Lesson 4: Simplify vaccine access
In many hard-to-reach populations people have to prioritise between a day’s wage and a vaccination. Therefore, simplifying where and how people can get the vaccine greatly improves uptake. Bamford added that the DoH’s long-term strategy was to bring routine COVID-19 vaccinations into the primary healthcare system, such as through community clinics.
Another effective strategy to simplify vaccine access for rural populations was to set up mobile vaccination stations where people congregated, such as taxi ranks, social grant collection points, shopping malls, sports fields and so on.
Naidoo shared an anecdote from the field. “We engaged a local farmer and he allowed us to set up a pop-up station on his farm. He led from the front and was the first to be vaccinated, followed by over 200 farm workers. The employer and employees all benefitted without losing too many hours out of their workday.”

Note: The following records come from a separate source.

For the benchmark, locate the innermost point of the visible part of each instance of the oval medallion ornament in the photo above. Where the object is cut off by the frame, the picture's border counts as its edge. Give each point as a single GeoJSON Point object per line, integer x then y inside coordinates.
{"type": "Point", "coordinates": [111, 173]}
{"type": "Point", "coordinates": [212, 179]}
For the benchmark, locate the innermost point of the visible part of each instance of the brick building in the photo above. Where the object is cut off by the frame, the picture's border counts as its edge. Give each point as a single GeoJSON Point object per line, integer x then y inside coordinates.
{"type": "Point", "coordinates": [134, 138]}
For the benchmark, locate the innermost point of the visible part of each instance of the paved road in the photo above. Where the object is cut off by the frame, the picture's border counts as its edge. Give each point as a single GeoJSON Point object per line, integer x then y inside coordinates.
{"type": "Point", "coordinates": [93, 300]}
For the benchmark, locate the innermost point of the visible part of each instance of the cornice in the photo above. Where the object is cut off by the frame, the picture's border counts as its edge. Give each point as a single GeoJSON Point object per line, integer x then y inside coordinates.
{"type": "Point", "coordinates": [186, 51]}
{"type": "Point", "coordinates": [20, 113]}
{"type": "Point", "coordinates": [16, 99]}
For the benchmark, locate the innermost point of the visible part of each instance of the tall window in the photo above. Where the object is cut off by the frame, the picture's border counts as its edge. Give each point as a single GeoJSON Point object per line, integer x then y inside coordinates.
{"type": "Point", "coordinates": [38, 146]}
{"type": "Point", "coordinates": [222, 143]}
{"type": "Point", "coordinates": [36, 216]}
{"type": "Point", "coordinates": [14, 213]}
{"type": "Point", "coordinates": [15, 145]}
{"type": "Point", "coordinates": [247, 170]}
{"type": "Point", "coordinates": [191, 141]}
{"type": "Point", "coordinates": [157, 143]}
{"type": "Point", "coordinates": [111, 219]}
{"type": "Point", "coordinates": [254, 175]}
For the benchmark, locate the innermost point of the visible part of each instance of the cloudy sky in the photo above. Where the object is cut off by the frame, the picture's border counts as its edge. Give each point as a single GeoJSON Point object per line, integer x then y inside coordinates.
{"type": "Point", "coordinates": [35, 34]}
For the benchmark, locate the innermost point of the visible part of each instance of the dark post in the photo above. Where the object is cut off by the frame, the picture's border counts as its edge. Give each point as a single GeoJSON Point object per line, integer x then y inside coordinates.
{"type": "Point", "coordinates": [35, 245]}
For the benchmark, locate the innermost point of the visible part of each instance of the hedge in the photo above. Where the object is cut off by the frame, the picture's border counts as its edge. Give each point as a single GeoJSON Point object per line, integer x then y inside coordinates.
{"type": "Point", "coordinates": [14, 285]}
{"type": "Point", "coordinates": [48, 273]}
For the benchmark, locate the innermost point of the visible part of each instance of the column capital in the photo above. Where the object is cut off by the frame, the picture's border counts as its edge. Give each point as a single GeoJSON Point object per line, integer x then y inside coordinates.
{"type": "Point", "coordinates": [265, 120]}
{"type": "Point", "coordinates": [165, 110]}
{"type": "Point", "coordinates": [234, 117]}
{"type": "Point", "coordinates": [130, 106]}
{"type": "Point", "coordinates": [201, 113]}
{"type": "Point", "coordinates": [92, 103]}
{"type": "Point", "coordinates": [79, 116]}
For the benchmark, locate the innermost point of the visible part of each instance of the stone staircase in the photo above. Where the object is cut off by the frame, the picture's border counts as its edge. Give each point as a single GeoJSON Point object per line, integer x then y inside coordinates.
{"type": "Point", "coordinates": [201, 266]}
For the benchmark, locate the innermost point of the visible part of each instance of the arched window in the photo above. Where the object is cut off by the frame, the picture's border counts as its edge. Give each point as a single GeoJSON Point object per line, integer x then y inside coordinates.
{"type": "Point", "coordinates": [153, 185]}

Asked if it was worth the cost to spend valuable donor funds such as those from USAID on hard-to-reach populations – an expensive exercise – Tayag said donor-funded campaigns to vaccinate the poorest of the poor “was not about the unit cost per head”. It was a “human rights and health equity issue”, as everyone deserved the ability to make the vaccination choice for themselves once access barriers were removed. This aligns strongly to BroadReach’s underlying vision of access to good health to enable people to flourish.